Enregistré par John Kiehl au studio Normandy Sound. Mixé aux Soundtrack Studios.

Design : Holly Anderson et Mission of Burma.

line up

Clint Conley (basse, voix), Roger Miller (guitare, voix, piano, trompette, percussion), Peter Prescott (batterie, voix, percussions), Martin Swope (bandes)

chronique

Oui : cette pochette est belle, ces fleurs sont magnifiques – enchanteresses, diraient les vieux doux poètes. Et dessous, dans les sillons ? Tout de suite : ça pète ! Cois, les poètes (pouet) s'en vont la mèche basse. Comme toujours – comme sur les deux courts disques d'avant – Mission of Burma jouent le contraste, s'amusent à semer des indices et des fausses pistes. Jouent au « rien de particulier » pour infiltrer leur climat spécial, balancer massif et franc en même temps que coups-fourrés.

Et puis oui, tiens : cette musique est belle aussi.

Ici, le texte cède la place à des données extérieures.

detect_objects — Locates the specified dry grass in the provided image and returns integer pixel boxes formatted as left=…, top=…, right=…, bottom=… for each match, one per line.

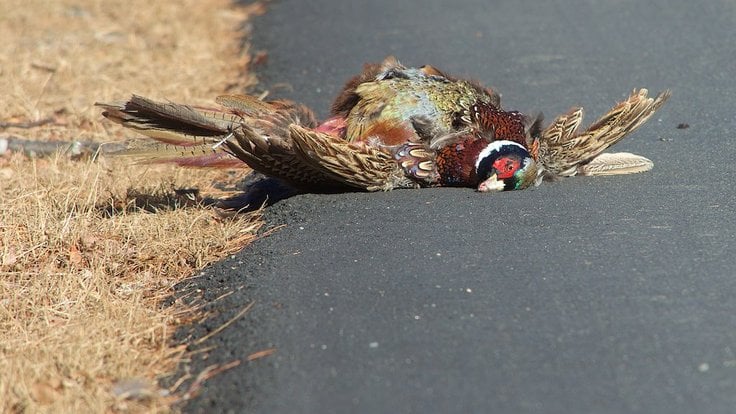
left=0, top=0, right=266, bottom=412
left=0, top=156, right=261, bottom=413
left=0, top=0, right=260, bottom=132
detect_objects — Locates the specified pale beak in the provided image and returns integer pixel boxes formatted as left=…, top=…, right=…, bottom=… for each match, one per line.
left=477, top=173, right=505, bottom=192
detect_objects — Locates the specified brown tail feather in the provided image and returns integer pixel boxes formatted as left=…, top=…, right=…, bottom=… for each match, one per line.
left=97, top=95, right=236, bottom=140
left=98, top=94, right=348, bottom=190
left=97, top=96, right=242, bottom=167
left=99, top=138, right=245, bottom=168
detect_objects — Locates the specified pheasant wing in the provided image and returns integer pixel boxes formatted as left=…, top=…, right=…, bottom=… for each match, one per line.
left=539, top=89, right=670, bottom=177
left=289, top=125, right=424, bottom=191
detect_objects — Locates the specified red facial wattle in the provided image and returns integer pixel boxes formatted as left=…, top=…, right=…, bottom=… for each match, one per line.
left=492, top=157, right=521, bottom=179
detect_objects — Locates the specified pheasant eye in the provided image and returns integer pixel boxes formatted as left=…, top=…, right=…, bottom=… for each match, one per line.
left=493, top=157, right=521, bottom=179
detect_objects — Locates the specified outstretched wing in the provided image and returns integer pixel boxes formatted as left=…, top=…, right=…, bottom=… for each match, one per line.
left=539, top=89, right=670, bottom=178
left=289, top=125, right=426, bottom=191
left=226, top=122, right=348, bottom=190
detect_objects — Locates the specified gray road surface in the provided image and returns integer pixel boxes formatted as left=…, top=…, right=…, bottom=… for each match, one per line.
left=176, top=0, right=736, bottom=412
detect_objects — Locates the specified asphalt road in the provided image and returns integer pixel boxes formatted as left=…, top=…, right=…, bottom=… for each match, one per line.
left=176, top=0, right=736, bottom=412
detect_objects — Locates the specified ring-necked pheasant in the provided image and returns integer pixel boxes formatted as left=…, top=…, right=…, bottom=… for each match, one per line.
left=97, top=57, right=669, bottom=193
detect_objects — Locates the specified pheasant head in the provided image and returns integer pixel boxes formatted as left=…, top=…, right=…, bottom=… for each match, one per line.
left=435, top=136, right=538, bottom=192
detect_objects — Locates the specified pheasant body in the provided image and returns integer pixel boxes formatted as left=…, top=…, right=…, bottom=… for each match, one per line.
left=97, top=56, right=670, bottom=196
left=341, top=70, right=500, bottom=144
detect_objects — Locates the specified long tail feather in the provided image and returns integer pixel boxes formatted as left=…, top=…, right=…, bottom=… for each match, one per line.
left=97, top=96, right=244, bottom=167
left=97, top=95, right=235, bottom=141
left=100, top=138, right=245, bottom=168
left=98, top=94, right=350, bottom=190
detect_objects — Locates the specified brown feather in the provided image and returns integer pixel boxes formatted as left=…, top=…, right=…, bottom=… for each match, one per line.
left=577, top=152, right=653, bottom=176
left=539, top=89, right=670, bottom=177
left=97, top=94, right=346, bottom=190
left=226, top=122, right=347, bottom=190
left=289, top=125, right=418, bottom=191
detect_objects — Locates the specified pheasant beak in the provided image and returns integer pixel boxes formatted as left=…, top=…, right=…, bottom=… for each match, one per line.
left=477, top=173, right=505, bottom=192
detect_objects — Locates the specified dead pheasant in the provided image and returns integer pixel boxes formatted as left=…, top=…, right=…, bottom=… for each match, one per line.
left=97, top=57, right=669, bottom=193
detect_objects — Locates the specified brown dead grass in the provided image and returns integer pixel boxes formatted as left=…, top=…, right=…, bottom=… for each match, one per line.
left=0, top=0, right=266, bottom=412
left=0, top=0, right=260, bottom=134
left=0, top=155, right=261, bottom=413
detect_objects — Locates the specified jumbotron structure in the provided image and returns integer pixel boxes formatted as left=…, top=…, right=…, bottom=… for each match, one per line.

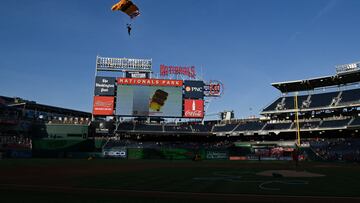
left=92, top=56, right=223, bottom=136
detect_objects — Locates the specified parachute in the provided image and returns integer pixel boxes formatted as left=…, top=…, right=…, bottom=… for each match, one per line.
left=111, top=0, right=140, bottom=19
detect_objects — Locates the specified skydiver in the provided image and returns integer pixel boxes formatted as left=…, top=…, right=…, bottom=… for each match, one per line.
left=127, top=24, right=132, bottom=36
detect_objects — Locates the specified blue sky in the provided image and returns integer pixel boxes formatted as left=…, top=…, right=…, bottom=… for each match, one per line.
left=1, top=0, right=360, bottom=119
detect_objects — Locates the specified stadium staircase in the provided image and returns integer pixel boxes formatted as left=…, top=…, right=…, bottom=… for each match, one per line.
left=229, top=122, right=242, bottom=135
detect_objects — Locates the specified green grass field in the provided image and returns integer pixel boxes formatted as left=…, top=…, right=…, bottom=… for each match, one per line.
left=0, top=159, right=360, bottom=202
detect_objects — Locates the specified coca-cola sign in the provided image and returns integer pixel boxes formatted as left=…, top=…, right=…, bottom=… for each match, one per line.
left=183, top=99, right=204, bottom=118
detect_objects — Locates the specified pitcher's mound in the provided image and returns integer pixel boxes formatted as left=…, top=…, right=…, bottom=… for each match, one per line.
left=256, top=170, right=325, bottom=177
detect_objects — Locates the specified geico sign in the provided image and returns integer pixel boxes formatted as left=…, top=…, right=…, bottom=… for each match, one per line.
left=104, top=151, right=126, bottom=156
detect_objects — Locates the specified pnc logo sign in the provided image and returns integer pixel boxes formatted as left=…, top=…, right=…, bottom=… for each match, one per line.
left=185, top=86, right=203, bottom=92
left=183, top=80, right=205, bottom=99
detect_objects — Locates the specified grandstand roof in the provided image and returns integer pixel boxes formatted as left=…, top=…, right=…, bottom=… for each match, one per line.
left=0, top=95, right=91, bottom=118
left=272, top=70, right=360, bottom=93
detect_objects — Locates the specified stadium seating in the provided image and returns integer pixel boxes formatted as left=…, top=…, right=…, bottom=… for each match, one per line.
left=308, top=91, right=339, bottom=108
left=319, top=118, right=351, bottom=128
left=263, top=98, right=283, bottom=112
left=282, top=95, right=309, bottom=110
left=212, top=124, right=238, bottom=132
left=309, top=138, right=360, bottom=161
left=263, top=122, right=292, bottom=131
left=164, top=124, right=192, bottom=132
left=262, top=90, right=350, bottom=112
left=348, top=117, right=360, bottom=127
left=117, top=122, right=135, bottom=131
left=104, top=139, right=161, bottom=149
left=234, top=121, right=265, bottom=132
left=338, top=89, right=360, bottom=105
left=191, top=124, right=213, bottom=132
left=135, top=124, right=163, bottom=132
left=297, top=120, right=321, bottom=129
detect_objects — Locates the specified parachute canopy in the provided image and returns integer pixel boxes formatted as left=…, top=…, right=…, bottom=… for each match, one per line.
left=111, top=0, right=140, bottom=19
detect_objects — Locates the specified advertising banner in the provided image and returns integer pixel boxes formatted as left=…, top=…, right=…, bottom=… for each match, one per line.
left=116, top=85, right=182, bottom=117
left=204, top=81, right=223, bottom=97
left=103, top=148, right=127, bottom=158
left=8, top=150, right=32, bottom=158
left=205, top=151, right=229, bottom=160
left=125, top=72, right=149, bottom=79
left=183, top=80, right=205, bottom=99
left=161, top=148, right=198, bottom=160
left=183, top=99, right=204, bottom=118
left=117, top=78, right=183, bottom=87
left=127, top=148, right=144, bottom=159
left=94, top=76, right=116, bottom=96
left=93, top=96, right=114, bottom=115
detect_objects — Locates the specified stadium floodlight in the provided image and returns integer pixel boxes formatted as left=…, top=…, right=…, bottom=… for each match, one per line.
left=336, top=62, right=360, bottom=74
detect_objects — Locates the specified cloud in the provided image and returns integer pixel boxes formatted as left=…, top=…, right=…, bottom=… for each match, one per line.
left=289, top=0, right=339, bottom=41
left=312, top=0, right=338, bottom=23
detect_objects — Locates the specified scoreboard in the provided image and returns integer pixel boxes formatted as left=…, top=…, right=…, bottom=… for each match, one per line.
left=92, top=77, right=220, bottom=119
left=116, top=78, right=183, bottom=117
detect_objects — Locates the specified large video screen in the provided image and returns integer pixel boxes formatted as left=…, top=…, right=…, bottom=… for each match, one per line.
left=116, top=85, right=183, bottom=117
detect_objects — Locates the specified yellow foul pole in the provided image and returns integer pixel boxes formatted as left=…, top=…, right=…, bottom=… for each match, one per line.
left=294, top=93, right=301, bottom=146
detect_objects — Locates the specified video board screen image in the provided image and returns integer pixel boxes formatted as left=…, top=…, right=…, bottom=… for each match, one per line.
left=116, top=85, right=183, bottom=117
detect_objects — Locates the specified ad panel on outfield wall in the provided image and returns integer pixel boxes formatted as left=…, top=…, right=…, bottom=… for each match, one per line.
left=93, top=96, right=114, bottom=116
left=103, top=148, right=127, bottom=159
left=116, top=78, right=183, bottom=117
left=94, top=76, right=116, bottom=96
left=205, top=150, right=229, bottom=160
left=183, top=80, right=205, bottom=99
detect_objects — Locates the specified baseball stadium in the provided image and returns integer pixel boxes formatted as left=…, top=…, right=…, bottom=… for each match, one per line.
left=2, top=1, right=360, bottom=203
left=1, top=56, right=360, bottom=202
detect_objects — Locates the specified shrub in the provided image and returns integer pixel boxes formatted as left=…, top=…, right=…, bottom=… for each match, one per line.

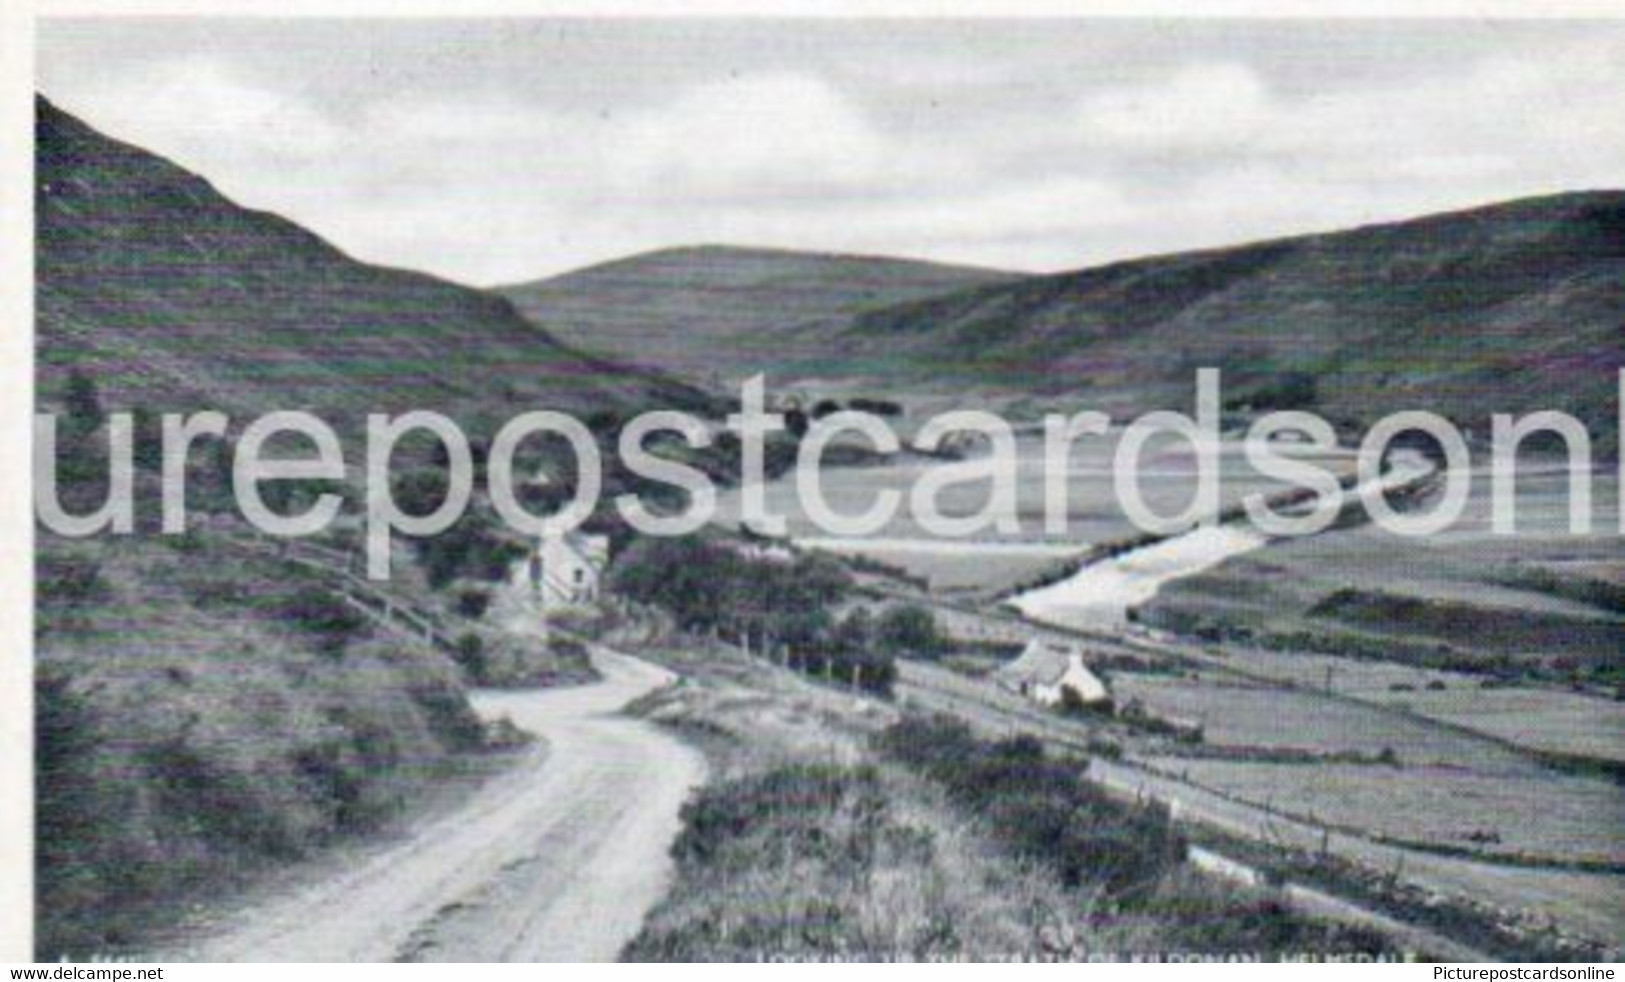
left=256, top=478, right=350, bottom=519
left=35, top=668, right=148, bottom=954
left=876, top=604, right=948, bottom=657
left=38, top=552, right=109, bottom=610
left=609, top=535, right=851, bottom=642
left=548, top=635, right=590, bottom=662
left=1058, top=684, right=1092, bottom=716
left=667, top=763, right=884, bottom=868
left=832, top=607, right=876, bottom=652
left=277, top=585, right=367, bottom=655
left=849, top=397, right=903, bottom=417
left=130, top=407, right=164, bottom=472
left=1227, top=371, right=1318, bottom=412
left=452, top=632, right=488, bottom=680
left=456, top=589, right=491, bottom=620
left=628, top=763, right=911, bottom=960
left=391, top=468, right=452, bottom=519
left=414, top=510, right=525, bottom=589
left=63, top=369, right=103, bottom=436
left=876, top=715, right=1183, bottom=903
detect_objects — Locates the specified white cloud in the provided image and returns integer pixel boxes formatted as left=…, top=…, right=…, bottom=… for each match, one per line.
left=56, top=55, right=343, bottom=167
left=1078, top=63, right=1272, bottom=153
left=606, top=73, right=897, bottom=197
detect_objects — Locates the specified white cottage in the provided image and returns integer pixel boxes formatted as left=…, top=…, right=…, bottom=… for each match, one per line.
left=512, top=529, right=610, bottom=609
left=994, top=639, right=1110, bottom=708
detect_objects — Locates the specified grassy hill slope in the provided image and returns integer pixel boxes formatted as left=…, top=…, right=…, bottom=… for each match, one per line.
left=36, top=96, right=708, bottom=432
left=848, top=192, right=1624, bottom=447
left=498, top=245, right=1021, bottom=386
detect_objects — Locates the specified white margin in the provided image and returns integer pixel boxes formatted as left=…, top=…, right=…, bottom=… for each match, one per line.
left=8, top=0, right=1625, bottom=967
left=1, top=0, right=37, bottom=964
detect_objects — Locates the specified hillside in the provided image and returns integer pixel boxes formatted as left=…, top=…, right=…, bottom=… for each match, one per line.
left=35, top=533, right=489, bottom=955
left=497, top=245, right=1021, bottom=386
left=36, top=96, right=708, bottom=432
left=31, top=95, right=668, bottom=957
left=842, top=192, right=1624, bottom=447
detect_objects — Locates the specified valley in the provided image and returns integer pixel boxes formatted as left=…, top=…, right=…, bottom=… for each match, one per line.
left=31, top=89, right=1624, bottom=963
left=698, top=430, right=1622, bottom=953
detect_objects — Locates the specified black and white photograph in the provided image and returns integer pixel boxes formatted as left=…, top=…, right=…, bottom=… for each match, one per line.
left=10, top=5, right=1625, bottom=967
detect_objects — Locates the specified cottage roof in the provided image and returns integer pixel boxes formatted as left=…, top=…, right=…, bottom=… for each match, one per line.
left=543, top=529, right=609, bottom=565
left=994, top=639, right=1078, bottom=688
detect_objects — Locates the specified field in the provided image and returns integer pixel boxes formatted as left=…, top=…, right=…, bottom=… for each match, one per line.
left=903, top=656, right=1621, bottom=870
left=1121, top=641, right=1625, bottom=766
left=714, top=430, right=1357, bottom=593
left=1149, top=758, right=1624, bottom=867
left=1145, top=467, right=1622, bottom=685
left=1109, top=675, right=1538, bottom=770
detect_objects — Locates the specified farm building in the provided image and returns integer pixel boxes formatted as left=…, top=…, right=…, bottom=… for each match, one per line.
left=512, top=529, right=610, bottom=609
left=994, top=639, right=1110, bottom=708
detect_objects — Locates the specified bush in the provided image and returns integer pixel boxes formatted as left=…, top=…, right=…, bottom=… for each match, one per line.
left=1227, top=371, right=1318, bottom=412
left=610, top=536, right=895, bottom=687
left=456, top=589, right=491, bottom=620
left=876, top=604, right=948, bottom=657
left=452, top=632, right=488, bottom=680
left=1493, top=565, right=1625, bottom=616
left=413, top=510, right=526, bottom=590
left=609, top=535, right=851, bottom=643
left=549, top=635, right=590, bottom=662
left=392, top=468, right=452, bottom=519
left=38, top=552, right=109, bottom=611
left=277, top=585, right=368, bottom=655
left=667, top=764, right=881, bottom=866
left=256, top=478, right=350, bottom=519
left=832, top=607, right=875, bottom=652
left=627, top=763, right=919, bottom=960
left=63, top=369, right=103, bottom=436
left=848, top=397, right=903, bottom=417
left=876, top=715, right=1183, bottom=903
left=35, top=669, right=109, bottom=939
left=130, top=407, right=164, bottom=472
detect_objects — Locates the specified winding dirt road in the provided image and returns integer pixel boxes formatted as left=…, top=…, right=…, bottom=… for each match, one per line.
left=169, top=648, right=705, bottom=962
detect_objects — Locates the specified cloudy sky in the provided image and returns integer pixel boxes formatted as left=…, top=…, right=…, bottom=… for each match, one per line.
left=37, top=18, right=1625, bottom=285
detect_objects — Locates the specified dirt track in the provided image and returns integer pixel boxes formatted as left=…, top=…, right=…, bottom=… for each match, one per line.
left=167, top=648, right=705, bottom=962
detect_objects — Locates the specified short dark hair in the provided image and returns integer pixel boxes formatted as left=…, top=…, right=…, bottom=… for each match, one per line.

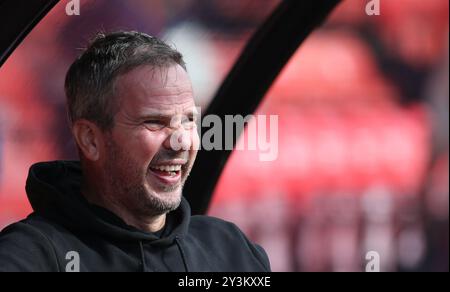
left=65, top=31, right=186, bottom=130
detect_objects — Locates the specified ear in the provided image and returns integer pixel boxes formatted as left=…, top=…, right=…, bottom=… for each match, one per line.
left=72, top=120, right=103, bottom=161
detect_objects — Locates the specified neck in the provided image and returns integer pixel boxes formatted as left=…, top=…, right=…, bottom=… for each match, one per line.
left=81, top=172, right=166, bottom=233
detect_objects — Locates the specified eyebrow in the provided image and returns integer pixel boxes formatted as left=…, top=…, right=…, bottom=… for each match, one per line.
left=140, top=113, right=171, bottom=120
left=140, top=109, right=197, bottom=120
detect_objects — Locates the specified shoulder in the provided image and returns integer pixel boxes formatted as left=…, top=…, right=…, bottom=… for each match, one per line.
left=190, top=214, right=238, bottom=231
left=190, top=215, right=248, bottom=243
left=189, top=215, right=271, bottom=271
left=0, top=214, right=61, bottom=272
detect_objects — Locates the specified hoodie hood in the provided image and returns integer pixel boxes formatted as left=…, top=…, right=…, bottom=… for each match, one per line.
left=25, top=160, right=190, bottom=246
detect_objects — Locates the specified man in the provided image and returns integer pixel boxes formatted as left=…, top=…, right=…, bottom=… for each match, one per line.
left=0, top=31, right=270, bottom=272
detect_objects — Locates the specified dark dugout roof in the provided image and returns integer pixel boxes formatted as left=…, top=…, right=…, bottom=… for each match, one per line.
left=0, top=0, right=59, bottom=67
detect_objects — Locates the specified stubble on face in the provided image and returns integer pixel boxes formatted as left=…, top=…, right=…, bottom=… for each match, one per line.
left=103, top=137, right=189, bottom=217
left=99, top=64, right=198, bottom=219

Et cette image, si on s'y penche, quand on s'attarde sur les détails, lui colle parfaitement. Parce que ces fleurs, au vrai, sont des liserons – n'importe quel jardinier vous le dira, c'est envahissant, le liseron, à mal surveiller comment ça pousse, ça bouffe en un rien de temps tout l'espace. C'est ambigu – parce que ça fait des plates-bandes merveilleuses mais en même temps ça s'évade, dépasse les bords, étouffe tout le reste, les espèces. Et là-dessous, vous avez remarqué ? Le grillage où ça s'accroche ? Le genre qui enserre les propriétés d'habitants pointilleux ou les camps militaires – « no trespassing » écrit en gros sur le panneau, en rouge, avec dans les deux cas risque de finir tiré à vue, si l'on s'abstient de prendre au sérieux l'avertissement.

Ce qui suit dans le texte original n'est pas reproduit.